On 12 Jan, Greg A. Woods wrote:
>  [ On Wednesday, January 12, 2000 at 09:23:08 (-0500), Steven Hirsch wrote: ]
> > Subject: Re: choice of extension languages for a heterogeneous client/server 
>version control system
>  >
> > I'll chime in against Tcl.  Absolutely wretched syntax, inconsistant and
> > confusing semantics.  It reminds me of nothing so much as a Unix
> > Bourne/Korn shell on steroids.
> > 
> > Why not Perl?
>  
>  Well, perl *is* sh+awk+sed on major steroids, *and* it has a most ugly
>  syntax too....  Need I say more?  :-)

I certainly agree with this.

>  (I think it may also be a bit too big, complex, and clumsy to use as an
>  extension language in this case, though that's clearly debatable.)

Debatable.

>  Indeed if the latter argument is valid then Python is also an
>  inappropriate choice.
>
>  If scheme isn't viable (and I think it is) then I'd pick something
>  equally clean, such as a *slightly* enhanced "awk", or perhaps the
>  language implemented by "libexpr" as described in "Practical Reusable
>  UNIX Software" (B. Krishnamurthy, AT&T Bell Labs).

Please have a look at Ici.  It's fast, clean, small, elegant, and
powerful.  Its major lack is a GUI part (like Tk for Tcl).  This
shouldn't be an issue for the intended purpose here, I think.

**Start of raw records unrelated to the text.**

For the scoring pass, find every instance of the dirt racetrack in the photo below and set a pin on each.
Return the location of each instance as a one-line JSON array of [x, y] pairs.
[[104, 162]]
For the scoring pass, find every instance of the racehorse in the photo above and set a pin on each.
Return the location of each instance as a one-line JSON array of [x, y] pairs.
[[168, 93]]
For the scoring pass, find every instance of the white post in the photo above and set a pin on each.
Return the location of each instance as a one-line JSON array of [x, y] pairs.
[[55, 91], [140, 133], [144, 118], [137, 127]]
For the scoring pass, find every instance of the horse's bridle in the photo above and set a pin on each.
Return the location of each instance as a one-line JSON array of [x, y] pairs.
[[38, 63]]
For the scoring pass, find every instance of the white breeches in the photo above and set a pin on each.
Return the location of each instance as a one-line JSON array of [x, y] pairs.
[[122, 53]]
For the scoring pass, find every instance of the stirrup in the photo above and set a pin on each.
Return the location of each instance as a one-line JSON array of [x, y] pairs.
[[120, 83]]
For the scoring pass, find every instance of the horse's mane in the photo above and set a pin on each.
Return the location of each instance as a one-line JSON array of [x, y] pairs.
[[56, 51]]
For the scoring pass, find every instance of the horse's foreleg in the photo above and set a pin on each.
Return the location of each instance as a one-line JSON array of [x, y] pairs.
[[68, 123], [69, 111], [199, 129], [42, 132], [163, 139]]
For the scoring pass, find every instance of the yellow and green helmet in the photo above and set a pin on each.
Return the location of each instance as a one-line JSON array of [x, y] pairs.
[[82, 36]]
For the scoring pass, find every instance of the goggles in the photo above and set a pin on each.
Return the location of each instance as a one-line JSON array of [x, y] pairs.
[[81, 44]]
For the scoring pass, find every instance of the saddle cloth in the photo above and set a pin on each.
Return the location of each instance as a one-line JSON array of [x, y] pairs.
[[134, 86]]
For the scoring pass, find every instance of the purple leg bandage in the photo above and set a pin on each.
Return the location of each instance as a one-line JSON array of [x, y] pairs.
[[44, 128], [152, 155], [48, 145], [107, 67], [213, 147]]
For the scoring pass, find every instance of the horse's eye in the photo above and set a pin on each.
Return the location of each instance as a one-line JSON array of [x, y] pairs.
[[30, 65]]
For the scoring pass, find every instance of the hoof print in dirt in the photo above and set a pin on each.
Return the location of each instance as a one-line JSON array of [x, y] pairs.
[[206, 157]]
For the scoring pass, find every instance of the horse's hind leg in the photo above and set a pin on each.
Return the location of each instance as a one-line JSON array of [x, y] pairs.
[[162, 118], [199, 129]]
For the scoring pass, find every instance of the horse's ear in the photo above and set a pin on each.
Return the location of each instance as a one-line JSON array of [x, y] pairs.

Oh, I should add that it was designed to be embeddable as a scripting
and extension language, portable, and a sh+awk+sed replacement.  It's
very mature, and close to bug free.  (I guess we find and fix about 1
or 2 bugs a year.)

See it at:  http://www.zeta.org.au/~atrn/ici/

The license is very free - it's been put in the public domain.  It's
very C-like in syntax but with powerful data types built in, auto
memory allocation and freeing, powerful fast regexps.  It's used heaps
in-house where I work.  People who've used it tend to quickly fall in
love with it.

Runs on Unix, Windows, and Mac too, I believe.